Heute weiß ich: Jede Menge. Auch, dass Polemik, wann immer Köche und Köchinnen involviert sind, die ihre Seele für jedes noch so zarte Möhrchen hergeben, fehl am Platze ist. Wollte man nun pöbeln, könnte man auch fordern: Wenn man keine Ahnung hat, ihr wisst schon. An diese Regel halte ich mich spätestens seit über sechs Stunden kulinarischem Genuss der Extraklasse, der mir kürzlich dank Chef’s Table beschert wurden – einer Netflix Original Serie, die zwar in Weltklasse-Küchen schaut, aber vor allem die vor Leidenschaft und Hingabe glühenden Persönlichkeiten, die Künstler und Kreuzundquerdenker dahinter portraitiert.

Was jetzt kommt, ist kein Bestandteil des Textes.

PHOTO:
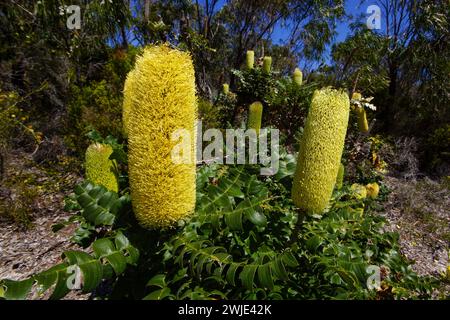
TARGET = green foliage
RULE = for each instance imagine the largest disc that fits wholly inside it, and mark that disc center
(255, 113)
(245, 241)
(97, 106)
(438, 147)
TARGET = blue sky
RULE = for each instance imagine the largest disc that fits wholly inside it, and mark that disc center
(352, 7)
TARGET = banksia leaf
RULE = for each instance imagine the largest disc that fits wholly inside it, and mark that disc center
(298, 76)
(358, 191)
(127, 101)
(255, 116)
(363, 125)
(372, 190)
(250, 59)
(267, 64)
(225, 88)
(356, 96)
(99, 168)
(340, 177)
(162, 187)
(321, 148)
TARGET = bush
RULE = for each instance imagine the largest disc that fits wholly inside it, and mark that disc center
(246, 240)
(438, 150)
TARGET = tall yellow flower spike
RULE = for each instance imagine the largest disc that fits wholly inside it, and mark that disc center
(250, 59)
(363, 124)
(321, 150)
(372, 190)
(298, 76)
(127, 101)
(255, 116)
(164, 101)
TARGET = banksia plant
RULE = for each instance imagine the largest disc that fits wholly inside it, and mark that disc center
(99, 168)
(358, 191)
(250, 59)
(321, 148)
(372, 190)
(127, 101)
(356, 96)
(298, 76)
(162, 189)
(267, 64)
(255, 116)
(225, 88)
(340, 177)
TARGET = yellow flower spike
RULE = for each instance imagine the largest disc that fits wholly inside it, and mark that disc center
(127, 101)
(164, 101)
(225, 88)
(298, 76)
(356, 96)
(363, 125)
(358, 191)
(267, 64)
(99, 168)
(255, 116)
(321, 149)
(340, 177)
(372, 190)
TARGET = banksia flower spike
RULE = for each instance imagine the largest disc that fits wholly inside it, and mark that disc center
(225, 88)
(267, 64)
(250, 59)
(99, 168)
(127, 101)
(162, 189)
(255, 116)
(358, 191)
(298, 76)
(340, 177)
(321, 148)
(372, 190)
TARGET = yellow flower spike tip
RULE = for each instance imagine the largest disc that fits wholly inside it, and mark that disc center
(340, 177)
(363, 125)
(127, 101)
(162, 187)
(255, 116)
(250, 59)
(225, 88)
(298, 76)
(372, 190)
(321, 148)
(267, 64)
(358, 191)
(356, 96)
(99, 168)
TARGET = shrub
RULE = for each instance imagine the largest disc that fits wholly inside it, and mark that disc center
(99, 168)
(340, 176)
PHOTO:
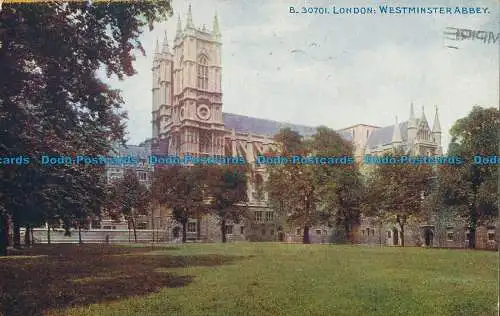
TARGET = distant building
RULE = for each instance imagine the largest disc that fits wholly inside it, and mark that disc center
(188, 119)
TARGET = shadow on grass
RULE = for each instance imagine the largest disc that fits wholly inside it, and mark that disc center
(72, 275)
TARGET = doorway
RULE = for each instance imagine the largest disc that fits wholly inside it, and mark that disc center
(176, 231)
(428, 236)
(395, 237)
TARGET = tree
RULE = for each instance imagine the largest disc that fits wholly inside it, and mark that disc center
(227, 193)
(472, 188)
(396, 192)
(340, 188)
(316, 191)
(52, 101)
(132, 198)
(182, 189)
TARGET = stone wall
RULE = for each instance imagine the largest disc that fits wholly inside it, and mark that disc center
(98, 236)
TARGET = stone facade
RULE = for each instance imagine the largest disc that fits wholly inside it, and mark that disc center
(188, 119)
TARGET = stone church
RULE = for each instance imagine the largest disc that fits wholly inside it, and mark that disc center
(188, 119)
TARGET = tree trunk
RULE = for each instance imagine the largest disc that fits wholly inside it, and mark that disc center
(80, 241)
(380, 233)
(473, 220)
(305, 238)
(184, 230)
(346, 231)
(48, 233)
(17, 234)
(27, 240)
(198, 229)
(135, 229)
(472, 236)
(223, 230)
(6, 227)
(4, 234)
(153, 223)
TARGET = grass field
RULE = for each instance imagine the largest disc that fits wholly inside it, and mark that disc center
(248, 279)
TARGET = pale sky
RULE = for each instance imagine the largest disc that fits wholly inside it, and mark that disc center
(333, 70)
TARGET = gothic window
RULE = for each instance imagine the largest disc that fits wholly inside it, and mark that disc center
(191, 227)
(259, 187)
(449, 236)
(258, 216)
(491, 236)
(203, 73)
(204, 142)
(269, 216)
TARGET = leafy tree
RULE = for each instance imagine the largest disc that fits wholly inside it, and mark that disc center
(132, 198)
(340, 188)
(52, 101)
(183, 190)
(473, 188)
(396, 192)
(227, 193)
(314, 193)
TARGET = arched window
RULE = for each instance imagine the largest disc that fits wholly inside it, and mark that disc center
(203, 73)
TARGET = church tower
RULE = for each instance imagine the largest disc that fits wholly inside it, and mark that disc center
(396, 136)
(412, 129)
(189, 92)
(436, 133)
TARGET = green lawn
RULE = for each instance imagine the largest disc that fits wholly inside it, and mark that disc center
(249, 279)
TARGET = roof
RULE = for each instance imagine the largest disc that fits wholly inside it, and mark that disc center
(142, 152)
(383, 135)
(247, 124)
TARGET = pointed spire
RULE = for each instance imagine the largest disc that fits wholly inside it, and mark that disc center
(412, 122)
(179, 27)
(165, 48)
(423, 118)
(189, 22)
(396, 133)
(216, 29)
(436, 128)
(157, 50)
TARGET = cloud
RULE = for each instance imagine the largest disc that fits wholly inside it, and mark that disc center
(330, 70)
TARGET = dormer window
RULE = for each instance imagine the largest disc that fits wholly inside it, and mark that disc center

„You have your job, you have your little car, you have a place to sleep – and dreams are dead. You don’t grow on a secure path. All of us should conquer something in life. And it means a lot of work and a lot of risk.“
David Gelb, Regisseur der legendären Dokumentation „Jiro Dreams of Sushi“, begleitet in sechs knapp einstündigen Folgen jeweils einen Meisterkoch, angefangen bei der italienischen Koryphäe Massimo Bottura, über den Schweden Magnus Nillson, der mit gerade einmal 30 Jahren ein nur über einsame Wege zu erreichendes Top 50 Restaurant in der Einöde Fävikens leitet, bishin zum freigeistlichen Hippiekoch Francis Mallmann aus Patagonien. Jede Episode ist vollgepackt mit Inspiration, manchmal auch mit Tränen und ganz großen Gefühlen, mit Lebensgeschichten und Liebe, zum Kochtopf, zu unserer Erde, zu feinsten Gewürzen und dem Anderssein.
Um in pathetischen Worten fortzufahren: Chef’s Table hat mir ein Stück weit die Augen geöffnet, mich sensibilisiert für die kleinen Dinge auf dem Teller – und das, obwohl Kochsendungen für mich durchaus auch als Folterinstrument eingesetzt werden können. Anschauen, wirklich!